Verizon Wireless woke up the sleepy West Coast beach town of Capitola, CA Monday when it sued the town of 9,918 persons for its ordinance prohibiting construction of wireless facilities within city limits. Verizon alleged in Federal Court that Capitola’s de facto ban on towers, antennas and wireless facilities is a violation of the U.S. Communications Act.
“The ordinance is so restrictive that it effectively bars new wireless facilities in most of the city, even if they have no significant visual or other impacts,” the complaint says, according to Courthouse News.
“The city’s onerous and intrusive regulatory scheme violates federal law, both on its face and as applied to Verizon Wireless in this case,” the complaint said. “Local governments may not ‘interfere with the federal government’s regulation of technical and operational aspects of wireless telecommunications technology, a field that is occupied by federal law.'”
The dispute arises from the communication company’s attempt to install a new antenna in the heart of Capitola, a quaint tourist town in Santa Cruz County along the scenic Monterey Bay. Being prevented from building new facilities, Verizon said it cannot keep up with customer demand and improve its service, and cannot remain competitive in the mobile market.
According to Courthouse News, Verizon said it submitted a permit request in July, 2015, and waited six months for it to be processed before the application was denied by Capitola on grounds it violated the wireless ordinance which stipulates that no antenna or structure may be build within 300 feet of a residential structure.
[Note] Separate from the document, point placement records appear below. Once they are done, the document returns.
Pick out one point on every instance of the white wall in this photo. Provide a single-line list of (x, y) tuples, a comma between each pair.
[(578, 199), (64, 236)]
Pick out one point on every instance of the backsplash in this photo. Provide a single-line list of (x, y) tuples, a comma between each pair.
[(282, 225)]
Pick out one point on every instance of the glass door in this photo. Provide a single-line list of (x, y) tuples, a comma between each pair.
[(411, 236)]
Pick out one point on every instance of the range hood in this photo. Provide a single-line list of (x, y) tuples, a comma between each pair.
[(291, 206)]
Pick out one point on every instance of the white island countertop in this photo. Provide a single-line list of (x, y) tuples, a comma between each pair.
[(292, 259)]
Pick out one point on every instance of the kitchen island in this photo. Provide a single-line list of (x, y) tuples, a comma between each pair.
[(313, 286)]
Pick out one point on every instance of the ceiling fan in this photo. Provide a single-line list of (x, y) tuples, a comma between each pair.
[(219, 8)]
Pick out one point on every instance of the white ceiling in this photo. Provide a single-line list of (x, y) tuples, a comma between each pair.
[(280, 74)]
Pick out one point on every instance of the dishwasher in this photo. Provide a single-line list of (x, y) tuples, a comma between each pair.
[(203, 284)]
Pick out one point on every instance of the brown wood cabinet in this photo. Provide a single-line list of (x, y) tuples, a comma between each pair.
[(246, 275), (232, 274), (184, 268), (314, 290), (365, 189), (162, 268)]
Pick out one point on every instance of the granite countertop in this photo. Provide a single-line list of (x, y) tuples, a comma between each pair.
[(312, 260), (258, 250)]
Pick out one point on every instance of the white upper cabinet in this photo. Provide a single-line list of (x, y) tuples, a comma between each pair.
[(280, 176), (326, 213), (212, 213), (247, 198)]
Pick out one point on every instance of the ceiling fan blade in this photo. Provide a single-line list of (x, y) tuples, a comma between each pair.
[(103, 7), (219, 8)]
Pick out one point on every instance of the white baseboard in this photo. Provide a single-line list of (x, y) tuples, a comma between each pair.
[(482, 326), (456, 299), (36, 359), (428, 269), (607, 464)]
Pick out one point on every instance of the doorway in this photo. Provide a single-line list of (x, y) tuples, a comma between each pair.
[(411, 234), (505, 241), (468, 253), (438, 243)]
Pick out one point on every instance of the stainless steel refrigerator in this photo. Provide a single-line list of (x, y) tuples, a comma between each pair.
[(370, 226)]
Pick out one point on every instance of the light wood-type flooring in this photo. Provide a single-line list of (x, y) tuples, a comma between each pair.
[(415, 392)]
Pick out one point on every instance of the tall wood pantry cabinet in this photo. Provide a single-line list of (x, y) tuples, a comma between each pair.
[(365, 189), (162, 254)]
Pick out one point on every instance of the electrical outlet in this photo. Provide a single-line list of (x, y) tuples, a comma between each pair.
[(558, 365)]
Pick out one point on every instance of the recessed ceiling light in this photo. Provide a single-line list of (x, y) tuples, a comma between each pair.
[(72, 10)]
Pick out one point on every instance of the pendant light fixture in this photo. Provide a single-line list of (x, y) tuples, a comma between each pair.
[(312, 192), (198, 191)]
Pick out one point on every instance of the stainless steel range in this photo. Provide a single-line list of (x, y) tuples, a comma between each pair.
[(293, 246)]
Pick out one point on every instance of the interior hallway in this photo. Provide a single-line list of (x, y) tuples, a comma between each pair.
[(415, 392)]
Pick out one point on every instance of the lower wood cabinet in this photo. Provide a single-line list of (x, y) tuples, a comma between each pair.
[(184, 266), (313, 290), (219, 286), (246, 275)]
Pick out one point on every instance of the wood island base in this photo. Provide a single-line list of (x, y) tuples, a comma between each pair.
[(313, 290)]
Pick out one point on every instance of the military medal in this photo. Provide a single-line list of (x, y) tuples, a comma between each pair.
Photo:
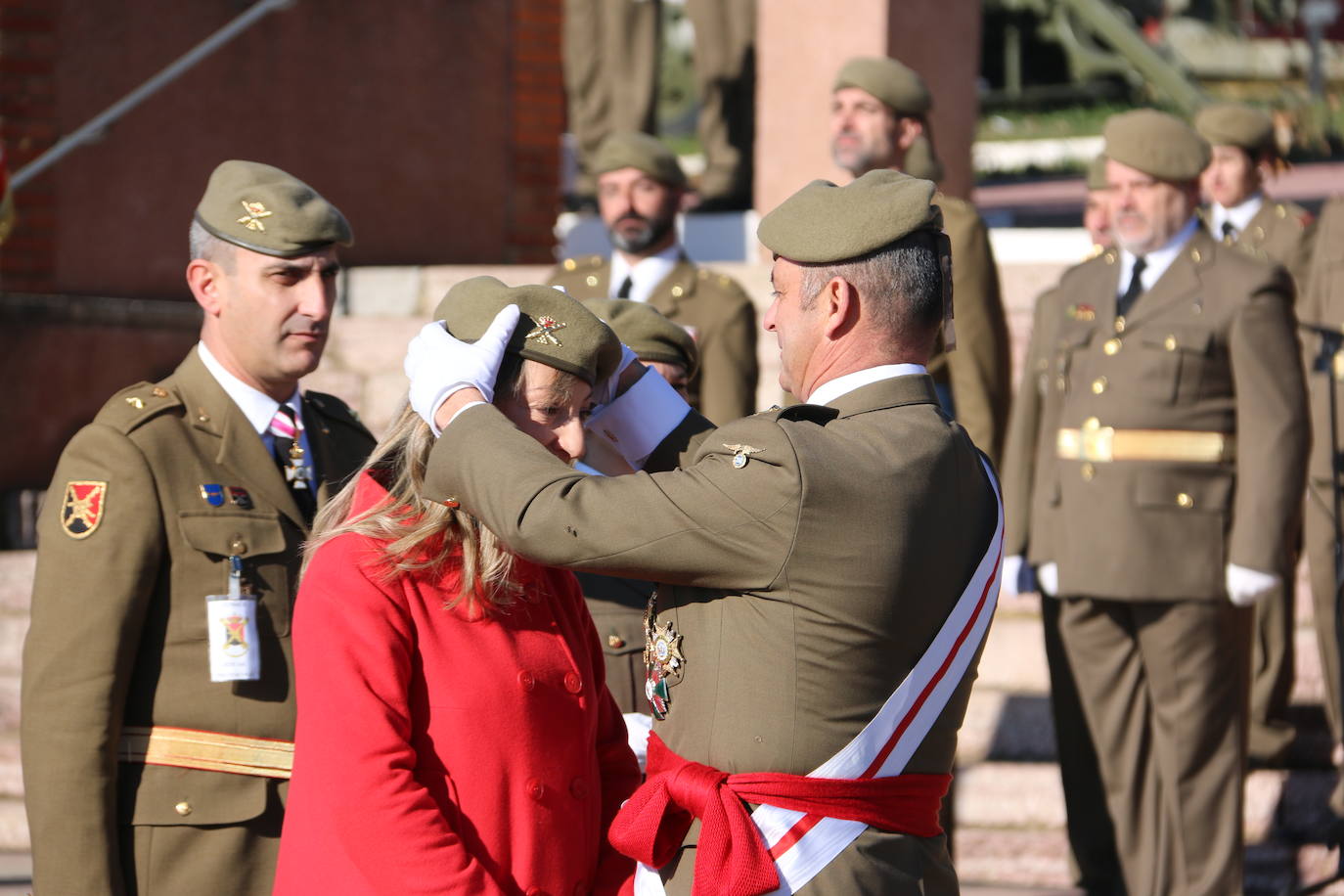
[(663, 658), (740, 453)]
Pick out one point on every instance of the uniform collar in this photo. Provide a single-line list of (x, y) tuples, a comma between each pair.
[(1239, 215), (646, 274), (1157, 261), (840, 385), (255, 405)]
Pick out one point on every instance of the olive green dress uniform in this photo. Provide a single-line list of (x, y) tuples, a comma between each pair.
[(118, 639), (978, 370), (714, 305), (1142, 546), (1031, 514), (1322, 304)]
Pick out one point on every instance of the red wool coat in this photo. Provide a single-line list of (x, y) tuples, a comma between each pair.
[(441, 751)]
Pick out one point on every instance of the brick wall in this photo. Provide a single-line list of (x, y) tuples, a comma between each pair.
[(28, 128)]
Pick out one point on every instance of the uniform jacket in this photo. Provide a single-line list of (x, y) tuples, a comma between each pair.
[(1322, 304), (1279, 234), (1211, 347), (980, 367), (804, 583), (1030, 470), (118, 617), (712, 306), (445, 749)]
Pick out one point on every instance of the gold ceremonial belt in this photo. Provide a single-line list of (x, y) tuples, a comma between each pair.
[(207, 749), (1105, 443)]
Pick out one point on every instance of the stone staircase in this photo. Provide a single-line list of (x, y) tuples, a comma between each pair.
[(1008, 798)]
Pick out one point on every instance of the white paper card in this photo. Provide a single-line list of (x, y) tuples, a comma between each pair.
[(234, 653)]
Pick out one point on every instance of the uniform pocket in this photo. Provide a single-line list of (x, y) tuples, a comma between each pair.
[(255, 536)]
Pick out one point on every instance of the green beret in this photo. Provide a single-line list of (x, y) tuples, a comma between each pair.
[(262, 208), (1097, 173), (922, 161), (554, 330), (1232, 124), (891, 82), (827, 223), (650, 335), (639, 151), (1157, 144)]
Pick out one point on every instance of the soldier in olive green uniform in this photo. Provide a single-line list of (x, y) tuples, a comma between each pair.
[(1242, 141), (877, 114), (1322, 305), (1031, 501), (152, 765), (617, 604), (1182, 445), (811, 559), (640, 187)]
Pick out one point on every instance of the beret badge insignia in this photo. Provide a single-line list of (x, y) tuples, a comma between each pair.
[(81, 512), (545, 331), (252, 219)]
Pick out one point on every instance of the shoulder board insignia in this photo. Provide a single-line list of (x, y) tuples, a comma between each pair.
[(82, 508)]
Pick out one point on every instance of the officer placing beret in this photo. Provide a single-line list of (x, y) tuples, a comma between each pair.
[(851, 525), (879, 118), (640, 190), (157, 684), (1178, 471)]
“While this upgrade is significant to Verizon Wireless and its customers, it is utterly insignificant from any legitimate land-use perspective,” Verizon’s complaint said. “Placing small antennas and ancillary equipment on the roof of a commercial building, with the antennas concealed inside a faux chimney, would not cause any significant visual, noise, or other impacts properly regulated under the Capitola zoning code.”